Church of England already liberalised on sexuality, says Christian Concern
The Church of England has already liberalised on human sexuality and a split is "almost certain" as a result, according to a damning article from a conservative theologian.
Dr Joe Boot, Wilberforce Director at Christian Concern, has given a withering assessment of the Archbishop of Canterbury's recent address to the Church's governing body and wrote the "conversation on these terms is already over".
"What the Anglican Church's 'conversation' is engaged in... is the attempted rationalisation of sin in order to alleviate the reality of guilt which all those practising sexual immorality feel."
The Church of England is in an ongoing process of what it calls "shared conversations" to discuss different perspectives on acceptance of homosexuality and "help forge better understanding between different groups over the issue of sexuality", according to Archbishop of York John Sentamu.
However Sentamu denied the Church is "poised to rethink its centuries-old doctrine of marriage to accommodate same-sex couples", in a letter to The Telegraph.
But Boot argued the position has already subtly moved and a split is inevitable.
"The truth is that once you have accepted, as the Archbishops clearly do, that "LGBTI" et al. is a real matter of human identity, rather than mere social construction, any denial of the normative character of their actions becomes a denial of 'human rights' and an assault on their dignity and person and consequently is 'homophobic,' 'transphobic' or any other number of regularly enumerated mental crimes and disorders."
He also said the "bishops' uncritical adoption of the language of Queer theory" meant a change in the Church's teaching on homosexuality was "already essentially resolved".
Boot is a theologian and apologist as well as founding pastor of Westminster Chapel in Toronto and founder of the Ezra Institute for Contemporary Christianity (EICC). He also has a role within UK Christian public policy charity, Christian Concern, as director of the Wilberforce Academy and Wilberforce Publications.
His intervention comes after Jayne Ozanne, a leading gay evangelical Anglican and member of General Synod, wrote a letter to Welby and Sentamu ahead of the recent gathering of Anglican world leaders at the Primates conference.

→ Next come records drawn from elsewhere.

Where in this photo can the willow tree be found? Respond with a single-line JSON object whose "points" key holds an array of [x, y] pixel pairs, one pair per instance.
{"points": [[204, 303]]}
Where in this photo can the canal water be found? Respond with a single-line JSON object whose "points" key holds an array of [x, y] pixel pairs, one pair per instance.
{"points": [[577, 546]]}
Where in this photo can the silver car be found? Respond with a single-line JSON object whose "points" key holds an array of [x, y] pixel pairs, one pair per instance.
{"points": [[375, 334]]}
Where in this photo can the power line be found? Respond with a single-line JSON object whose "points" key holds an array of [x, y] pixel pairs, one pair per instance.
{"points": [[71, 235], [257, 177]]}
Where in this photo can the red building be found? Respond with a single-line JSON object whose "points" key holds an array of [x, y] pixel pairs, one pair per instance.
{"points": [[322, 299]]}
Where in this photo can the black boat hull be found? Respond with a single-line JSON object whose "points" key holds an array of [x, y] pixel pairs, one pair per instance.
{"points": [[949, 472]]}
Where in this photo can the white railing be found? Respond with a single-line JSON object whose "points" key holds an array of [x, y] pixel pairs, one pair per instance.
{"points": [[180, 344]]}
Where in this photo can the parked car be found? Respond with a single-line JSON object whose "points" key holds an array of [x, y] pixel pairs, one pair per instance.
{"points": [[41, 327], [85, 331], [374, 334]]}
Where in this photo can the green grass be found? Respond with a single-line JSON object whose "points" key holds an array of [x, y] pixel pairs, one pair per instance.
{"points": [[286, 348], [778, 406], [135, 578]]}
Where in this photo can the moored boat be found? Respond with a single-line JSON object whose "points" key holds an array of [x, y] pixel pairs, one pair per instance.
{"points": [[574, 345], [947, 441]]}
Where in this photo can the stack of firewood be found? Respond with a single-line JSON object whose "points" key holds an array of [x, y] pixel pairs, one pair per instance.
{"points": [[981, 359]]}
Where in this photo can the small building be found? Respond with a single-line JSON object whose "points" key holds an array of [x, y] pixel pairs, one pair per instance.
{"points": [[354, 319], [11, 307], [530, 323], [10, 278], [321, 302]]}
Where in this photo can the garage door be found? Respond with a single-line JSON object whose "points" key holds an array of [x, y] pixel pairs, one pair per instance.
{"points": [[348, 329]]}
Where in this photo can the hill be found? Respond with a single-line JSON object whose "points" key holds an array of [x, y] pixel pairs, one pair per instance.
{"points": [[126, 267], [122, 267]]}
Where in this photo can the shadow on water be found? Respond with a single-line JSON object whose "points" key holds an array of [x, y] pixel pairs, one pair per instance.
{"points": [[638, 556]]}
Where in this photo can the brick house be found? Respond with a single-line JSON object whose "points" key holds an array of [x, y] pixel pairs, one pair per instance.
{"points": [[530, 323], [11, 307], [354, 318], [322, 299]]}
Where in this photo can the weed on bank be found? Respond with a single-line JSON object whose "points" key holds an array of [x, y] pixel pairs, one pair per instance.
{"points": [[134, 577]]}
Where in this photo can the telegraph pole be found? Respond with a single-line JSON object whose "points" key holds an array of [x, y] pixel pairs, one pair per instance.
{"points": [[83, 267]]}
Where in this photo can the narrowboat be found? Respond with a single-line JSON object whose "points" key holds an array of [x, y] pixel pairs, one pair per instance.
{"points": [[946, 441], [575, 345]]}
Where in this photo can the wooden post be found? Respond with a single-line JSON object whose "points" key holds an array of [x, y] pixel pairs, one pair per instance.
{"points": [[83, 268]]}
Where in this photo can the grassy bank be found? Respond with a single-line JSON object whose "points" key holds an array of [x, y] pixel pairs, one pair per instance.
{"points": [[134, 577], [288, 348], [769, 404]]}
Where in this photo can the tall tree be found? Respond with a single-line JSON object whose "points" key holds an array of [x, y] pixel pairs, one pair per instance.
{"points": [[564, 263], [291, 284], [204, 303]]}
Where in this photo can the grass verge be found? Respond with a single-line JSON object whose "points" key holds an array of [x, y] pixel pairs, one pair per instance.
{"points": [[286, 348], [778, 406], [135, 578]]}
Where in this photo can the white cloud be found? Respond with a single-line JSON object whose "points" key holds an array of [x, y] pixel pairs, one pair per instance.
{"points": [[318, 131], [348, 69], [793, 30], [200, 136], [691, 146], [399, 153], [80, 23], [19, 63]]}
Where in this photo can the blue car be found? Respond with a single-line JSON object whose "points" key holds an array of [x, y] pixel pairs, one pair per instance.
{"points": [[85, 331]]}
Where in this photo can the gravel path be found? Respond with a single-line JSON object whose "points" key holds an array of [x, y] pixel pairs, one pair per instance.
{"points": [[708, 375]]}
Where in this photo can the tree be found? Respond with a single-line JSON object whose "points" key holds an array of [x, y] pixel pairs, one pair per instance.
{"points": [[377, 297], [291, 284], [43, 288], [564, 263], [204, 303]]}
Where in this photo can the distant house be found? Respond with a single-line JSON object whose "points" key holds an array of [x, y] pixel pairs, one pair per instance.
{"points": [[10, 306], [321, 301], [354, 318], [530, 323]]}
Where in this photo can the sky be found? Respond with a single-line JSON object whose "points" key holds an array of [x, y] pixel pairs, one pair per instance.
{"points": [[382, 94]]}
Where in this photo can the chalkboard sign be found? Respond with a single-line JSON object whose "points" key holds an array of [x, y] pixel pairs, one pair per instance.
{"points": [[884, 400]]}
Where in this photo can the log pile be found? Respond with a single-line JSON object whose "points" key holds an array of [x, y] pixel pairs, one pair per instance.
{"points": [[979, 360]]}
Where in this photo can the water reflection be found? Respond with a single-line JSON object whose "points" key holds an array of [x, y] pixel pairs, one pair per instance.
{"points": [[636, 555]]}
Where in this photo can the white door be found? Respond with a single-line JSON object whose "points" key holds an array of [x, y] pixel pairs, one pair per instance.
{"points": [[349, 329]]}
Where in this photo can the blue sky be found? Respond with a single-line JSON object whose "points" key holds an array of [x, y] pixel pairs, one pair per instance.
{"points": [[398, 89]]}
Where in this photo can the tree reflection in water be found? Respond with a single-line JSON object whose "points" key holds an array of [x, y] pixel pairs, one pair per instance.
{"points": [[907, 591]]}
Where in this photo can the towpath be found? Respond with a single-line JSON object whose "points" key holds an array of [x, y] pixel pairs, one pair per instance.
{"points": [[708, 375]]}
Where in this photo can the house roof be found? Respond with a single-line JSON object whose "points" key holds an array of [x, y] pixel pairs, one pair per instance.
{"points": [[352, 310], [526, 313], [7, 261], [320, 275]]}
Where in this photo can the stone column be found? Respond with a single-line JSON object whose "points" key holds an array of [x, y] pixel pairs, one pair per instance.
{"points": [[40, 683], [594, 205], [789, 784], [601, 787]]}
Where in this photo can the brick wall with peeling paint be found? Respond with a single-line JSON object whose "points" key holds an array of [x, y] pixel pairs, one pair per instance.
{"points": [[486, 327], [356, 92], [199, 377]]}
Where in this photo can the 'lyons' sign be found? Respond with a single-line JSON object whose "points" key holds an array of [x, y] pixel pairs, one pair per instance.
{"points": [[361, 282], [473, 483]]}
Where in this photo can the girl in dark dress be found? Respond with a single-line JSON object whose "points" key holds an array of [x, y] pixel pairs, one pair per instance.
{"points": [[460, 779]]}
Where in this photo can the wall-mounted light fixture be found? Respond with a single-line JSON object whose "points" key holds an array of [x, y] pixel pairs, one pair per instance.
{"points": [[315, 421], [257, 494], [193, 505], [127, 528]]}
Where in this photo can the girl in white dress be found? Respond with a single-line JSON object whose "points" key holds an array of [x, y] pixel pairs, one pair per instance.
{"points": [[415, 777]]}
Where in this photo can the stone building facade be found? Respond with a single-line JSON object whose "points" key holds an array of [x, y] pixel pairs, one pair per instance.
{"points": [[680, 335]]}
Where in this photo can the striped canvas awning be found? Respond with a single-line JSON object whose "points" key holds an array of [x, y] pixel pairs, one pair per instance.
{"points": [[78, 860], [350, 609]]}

Along with 105 Church of England members, Ozanne called for the Church's "repentance for accepting and promoting discrimination on the grounds of sexuality". The signatures said the Church must acknowledge it has "failed in our duty of care to LGBTI members of the Body of Christ around the world.
"We have not loved them as we should, and have treated them as a problem to be solved rather than as brothers and sisters in Christ to be embraced and celebrated. We have made them feel second-class citizens in the Kingdom of God, often abandoned and alone."
However in his article, Boot lambasted Justin Welby for his failure to instil strict "sanctions" on The Episcopal Church in North America who openly endorse same-sex marriages and allow clergy to enter into gay and lesbian unions.
"Justin Welby has been at pains to say that there have been 'no sanctions' applied to the North American church for its heretical position on marriage and human sexuality," he wrote.
"By contrast, St. Paul is abundantly clear that the church is to judge those within it in this matter of sexual immorality, to "purge the evil person from among you" (1 Cor. 5:13)."
He argued the Church has consistently modified its teaching "to agree with moral and social shifts in an unbelieving world" and would do the same on homosexuality. He accused Welby of abandoning the Bible in favour of a "discernment process" which "sets forth an evolving God, not the God of Scripture".
"It takes little reading between the lines of the Archbishop's speech to see the defenders of Scripture and orthodoxy being subtly impugned as 'power-hungry' elements in the church, hiding their true motives by "masquerading as a desire for order."
"The truth, however, is that Welby's doctrine of order and freedom, used as it is to justify a 'diversity' in the church leadership that tolerates and promotes homosexual relations as well as a possible embrace of homosexual 'marriage,' is antinomian to the core, masquerading as grace and freedom."